A Polynomial-Affine Approximation for Dynamic Portfolio Choice

This paper proposes an efficient and accurate simulation-based method to approximate the solution of a continuous-time dynamic portfolio optimization problem for multi-asset and multi-state variables within expected utility theory. The performance of this methodology is demonstrated in five settings of a risky asset. Closed-form solutions are available for three of these settings-a geometric Brownian motion, a stochastic volatility model, and an exponential Ornstein-Uhlenbeck process-which help assess performance.
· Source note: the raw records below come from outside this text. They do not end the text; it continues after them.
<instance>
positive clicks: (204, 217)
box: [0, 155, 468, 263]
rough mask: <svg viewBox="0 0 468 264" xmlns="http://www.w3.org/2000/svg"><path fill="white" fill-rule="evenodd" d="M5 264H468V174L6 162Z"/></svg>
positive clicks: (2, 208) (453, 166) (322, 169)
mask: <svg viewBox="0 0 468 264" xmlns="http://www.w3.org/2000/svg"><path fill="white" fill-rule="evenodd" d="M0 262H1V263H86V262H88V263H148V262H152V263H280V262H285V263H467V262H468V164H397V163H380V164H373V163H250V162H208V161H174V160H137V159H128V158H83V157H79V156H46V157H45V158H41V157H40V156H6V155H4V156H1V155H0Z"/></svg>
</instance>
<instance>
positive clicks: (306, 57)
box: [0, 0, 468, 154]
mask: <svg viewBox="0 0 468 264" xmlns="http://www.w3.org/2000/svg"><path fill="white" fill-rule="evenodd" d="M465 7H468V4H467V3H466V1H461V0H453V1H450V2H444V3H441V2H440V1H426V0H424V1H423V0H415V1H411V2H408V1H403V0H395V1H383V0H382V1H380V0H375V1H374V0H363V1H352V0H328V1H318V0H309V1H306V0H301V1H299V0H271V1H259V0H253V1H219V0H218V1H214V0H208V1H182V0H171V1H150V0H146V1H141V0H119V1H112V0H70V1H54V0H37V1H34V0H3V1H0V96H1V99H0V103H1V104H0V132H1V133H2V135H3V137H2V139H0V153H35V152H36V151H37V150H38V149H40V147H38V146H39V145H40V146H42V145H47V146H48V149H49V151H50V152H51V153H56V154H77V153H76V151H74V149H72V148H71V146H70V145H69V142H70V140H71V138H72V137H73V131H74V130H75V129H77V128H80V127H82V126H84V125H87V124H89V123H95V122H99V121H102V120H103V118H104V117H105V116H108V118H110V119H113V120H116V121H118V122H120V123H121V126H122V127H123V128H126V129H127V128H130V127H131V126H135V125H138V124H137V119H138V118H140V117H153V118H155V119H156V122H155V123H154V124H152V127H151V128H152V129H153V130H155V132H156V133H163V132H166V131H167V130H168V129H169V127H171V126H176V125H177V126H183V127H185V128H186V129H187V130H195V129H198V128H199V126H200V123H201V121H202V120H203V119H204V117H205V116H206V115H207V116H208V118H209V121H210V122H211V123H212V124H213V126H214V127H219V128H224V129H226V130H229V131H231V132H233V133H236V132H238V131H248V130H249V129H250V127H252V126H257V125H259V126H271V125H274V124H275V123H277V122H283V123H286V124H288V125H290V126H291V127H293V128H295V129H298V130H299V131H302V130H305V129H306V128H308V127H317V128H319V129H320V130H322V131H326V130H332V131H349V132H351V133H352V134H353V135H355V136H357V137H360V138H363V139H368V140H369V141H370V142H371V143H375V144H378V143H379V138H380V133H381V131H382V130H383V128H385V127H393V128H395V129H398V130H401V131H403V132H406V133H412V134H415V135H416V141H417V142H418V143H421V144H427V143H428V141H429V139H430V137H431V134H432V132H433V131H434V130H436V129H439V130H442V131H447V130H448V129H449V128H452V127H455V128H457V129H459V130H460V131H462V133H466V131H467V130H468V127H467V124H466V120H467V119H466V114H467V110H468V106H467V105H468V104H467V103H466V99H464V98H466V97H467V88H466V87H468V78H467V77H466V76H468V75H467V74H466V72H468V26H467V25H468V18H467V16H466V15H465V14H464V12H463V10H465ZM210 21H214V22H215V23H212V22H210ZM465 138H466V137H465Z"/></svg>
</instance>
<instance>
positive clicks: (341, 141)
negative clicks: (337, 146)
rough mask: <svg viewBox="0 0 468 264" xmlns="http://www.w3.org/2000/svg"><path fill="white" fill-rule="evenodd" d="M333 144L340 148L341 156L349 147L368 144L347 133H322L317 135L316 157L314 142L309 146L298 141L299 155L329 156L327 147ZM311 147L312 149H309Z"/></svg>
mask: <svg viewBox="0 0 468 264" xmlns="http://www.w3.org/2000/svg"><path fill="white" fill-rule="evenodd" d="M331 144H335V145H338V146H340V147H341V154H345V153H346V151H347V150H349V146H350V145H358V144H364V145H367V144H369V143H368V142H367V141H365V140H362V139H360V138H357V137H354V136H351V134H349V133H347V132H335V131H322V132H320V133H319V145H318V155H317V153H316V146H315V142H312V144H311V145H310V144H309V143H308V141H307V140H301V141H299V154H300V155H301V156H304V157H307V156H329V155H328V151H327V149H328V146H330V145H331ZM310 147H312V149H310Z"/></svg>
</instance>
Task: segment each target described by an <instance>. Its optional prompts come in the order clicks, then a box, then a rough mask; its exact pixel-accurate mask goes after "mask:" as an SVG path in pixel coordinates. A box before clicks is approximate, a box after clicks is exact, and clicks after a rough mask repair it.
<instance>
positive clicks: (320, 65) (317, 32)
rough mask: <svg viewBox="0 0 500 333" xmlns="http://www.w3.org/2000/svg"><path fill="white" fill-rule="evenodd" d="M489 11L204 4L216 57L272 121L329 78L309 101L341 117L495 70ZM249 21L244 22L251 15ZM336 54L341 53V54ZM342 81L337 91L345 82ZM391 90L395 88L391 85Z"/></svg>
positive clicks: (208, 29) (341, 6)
The fourth setting is a discrete-time vector autoregressive parametrization, which is popular in this area of research. In these cases, we compare our method to at least two relevant benchmarks in the literature: the BGSS methodology of Brandt et al. (Rev Financ Stud 18(3):831-873, 2005) and the SGBM approach of Cong and Oosterlee (Comput Econ 49(3):433-458, 2017) . Our method delivers accurate and fast results for the optimal investment and value function, comparable to analytical solutions. Moreover, it is also significantly faster for a given precision level than the aforementioned competing simulation-based methodologies. Lastly, we explore the solution to a model with mean-reverting SV and interest rate, under full correlation; this last assumption makes it unsolvable in closed-form. Our analysis shows a significant impact of correlation between stock and interest rate on allocation and annualized certainty equivalent rate.